Yüzsüzlere ve papağanlara dair
Irakın işgalinin tüm gerekçelerinin yalan olduğu ortaya çıktı. Ama Bush ve Blair yüzleri kızarmadan ortada dolaşıyorlar, Türkiyeyi savaşa sokmak için yırtınmış olan medya gülleri de... İlk ikisi yeni bir senaryo peşinde. Bizimkilerse olayın farkında değil; hala aynı dalgadan yayına devam edelim...
Parlak ambalaj
ABD Irakta bataklığa saplandı; işgalin sürmesine, ekonomi, petrol vb. üzerindeki denetimine, dağıtmakta olduğu ihaleleri (imtiyazları) korumaya devam etmesine olanak sağlayacak yeni bir taktik deniyor. 2004 ortalarına kadar Irak Geçici Kuklalarının (pardon konseyinin) yerini bir başka geçici kuklalar grubu (pardon hükümeti) alacak. Bu hükümet bir anayasa yapacak, ülkeyi seçimlere götürecek. Ama yeni hükümet seçildikten sonra ABD güçleri Irakı terk etmeyecek. Sömürge Valisi Bremer diyor ki Yönetimi geçici sivil hükümete devredince, bizim durumumuz da değişecek. İşgalci bir güçten, davetle gelmiş bir güce dönüşeceğiz. Hımm. Demek ki seçimler, mutlaka ABDyi davet edecek bir hükümeti iktidara getirecek!
Şimdi, bu pisliğe parlak bir ambalaj gerekiyor. Powell yine Avrupada. AB dışişleri ve savunma bakanları da Irak, Ortadoğu ve savunma (ABD-AB ilişkileri) konularını konuşmak için toplandılar. Bakanlar, sonra Powellle görüşecekler. BM destekli NATOnun Irakı devralması, daha doğrusu bölgenin ABD-AB arasında nasıl paylaşılacağı konuşulacak.
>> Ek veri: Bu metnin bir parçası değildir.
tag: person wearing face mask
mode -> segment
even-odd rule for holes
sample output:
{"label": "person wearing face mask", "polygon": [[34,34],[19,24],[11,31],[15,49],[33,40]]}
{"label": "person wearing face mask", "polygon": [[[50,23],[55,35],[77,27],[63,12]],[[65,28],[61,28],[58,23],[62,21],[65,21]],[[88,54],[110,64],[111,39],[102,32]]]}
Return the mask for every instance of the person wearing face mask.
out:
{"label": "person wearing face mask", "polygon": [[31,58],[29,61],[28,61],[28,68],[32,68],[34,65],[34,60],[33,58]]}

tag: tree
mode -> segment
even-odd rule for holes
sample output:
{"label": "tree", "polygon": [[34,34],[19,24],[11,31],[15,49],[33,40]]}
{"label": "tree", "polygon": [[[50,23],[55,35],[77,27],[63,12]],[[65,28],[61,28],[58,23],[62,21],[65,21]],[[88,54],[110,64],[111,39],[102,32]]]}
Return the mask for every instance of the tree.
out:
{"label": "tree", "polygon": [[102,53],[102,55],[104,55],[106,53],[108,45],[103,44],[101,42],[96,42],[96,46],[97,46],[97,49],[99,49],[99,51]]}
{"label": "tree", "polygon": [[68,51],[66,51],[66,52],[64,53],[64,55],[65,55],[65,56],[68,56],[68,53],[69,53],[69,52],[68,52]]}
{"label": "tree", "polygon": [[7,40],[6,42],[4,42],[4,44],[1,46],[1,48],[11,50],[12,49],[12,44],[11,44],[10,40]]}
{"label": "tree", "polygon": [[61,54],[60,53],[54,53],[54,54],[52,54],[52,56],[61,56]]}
Le Monde, olayın ruhunu, Irak Çıkmazı, başlıklı yorumunda, Avrupa ülkelerini, Şimdi haklı çıktık diye böbürlenmenin zamanı değil sözleriyle uyararak ortaya koydu. Le Mondea göre ABD güçlerinin Iraktan acele çıkışı, başarısızlığın feci bir itirafı olacak, tüm Ortadoğuda istikrarsızlığa kapı açacaktır (16/11)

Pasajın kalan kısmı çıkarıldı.